Geopolitical Shifts Drive Capital Reallocation
Kejriwal emphasized the transformative impact of changing geopolitics on global investment patterns. He referenced Mark Carney's concept of middle powers coming together, stating that the world is moving toward a new type of multipolarity. According to Kejriwal, Trump's America First policies have created space for other nations to regroup, with middle powers outside China, Russia, and the US finding common ground for collaboration.
"There is a significant change in geopolitics. The middle powers should be doing something together, not to fight against, but just to regroup," Kejriwal explained. He noted that while Trump focuses on bringing jobs back to America, the rest of the world has opportunities to chart its own course.
India Benefits from China Capital Exodus
The investment veteran highlighted how capital previously directed toward China is now pivoting to India. Despite ongoing challenges with currency movements, where the rupee's depreciation exceeds the typical 3.00% to 5.00% annual assumption, India's fundamental investment story remains compelling.
| Investment Flow Dynamics: | Details |
|---|---|
| Currency Impact: | Rupee depreciation above 3-5% annual assumption |
| China Challenges: | Lack of DPI and returns driving capital exodus |
| Pan-Asian Funds: | Increased allocation to India |
| Deal Competition: | Larger deals becoming pricier due to capital influx |
"Given what's happening in China and the lack of DPI and returns there, that money is pivoting away from China. As far as pan-Asian funds are concerned, there's more money coming into India," Kejriwal observed.
Valuation Concerns Shape Deal Activity
While investor appetite for India remains strong, Kejriwal identified valuations as the primary constraint in current deal-making. The past two years have witnessed increased exit activity, creating a robust GP-to-GP transaction market that shows no signs of slowing down.
| Deal Market Dynamics: | Current Status |
|---|---|
| Primary Constraint: | Valuation levels |
| Exit Activity: | Significant increase over last two years |
| GP-to-GP Transactions: | No slowdown observed |
| Investment Strategy: | Accelerated exits, cautious entry valuations |
"Most of us tend to push the accelerator on exits and pull back a little on entry valuations," Kejriwal explained, highlighting the strategic approach private equity firms are adopting in the current environment.
Domestic Capital Drives IPO Strength
Kejriwal emphasized the resilience of India's IPO market, which operates independently of foreign capital flows. The strength comes from systematic investment plan (SIP) money and domestic capital, creating a sustainable foundation for public market activity.
"The strength of the IPO is not dependent on foreign capital. It's benefiting from all the SIP money and all the domestic money," he noted. Kejriwal characterized retail equity market participation as being at the tip of the iceberg, representing a secular flow that will continue expanding.

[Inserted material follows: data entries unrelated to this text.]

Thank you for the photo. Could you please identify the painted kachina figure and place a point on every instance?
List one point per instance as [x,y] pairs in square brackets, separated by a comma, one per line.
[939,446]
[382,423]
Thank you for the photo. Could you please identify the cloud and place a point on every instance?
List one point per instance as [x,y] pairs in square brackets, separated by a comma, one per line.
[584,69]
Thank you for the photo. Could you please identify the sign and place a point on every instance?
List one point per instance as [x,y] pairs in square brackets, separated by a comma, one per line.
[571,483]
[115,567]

Sectoral Opportunities and Promoter Behavior
The investment landscape shows evolving patterns in promoter behavior, with selling stakes now viewed as strategic rather than shameful. Kejriwal identified key sectors driving opportunities:
- Financial Services: Primary focus area
- Consumer Sectors: Dominant investment theme
- Technology Services: Continued opportunities
- Healthcare: Growing potential
"What used to be a sort of sign of shame by selling out is now almost regarded as a sign of smartness. I see a significant amount of first, second, third generation business selling," Kejriwal observed.
Despite the positive outlook, Kejriwal highlighted quality concerns regarding teams, management, and ethics as key considerations for investors navigating the evolving market landscape.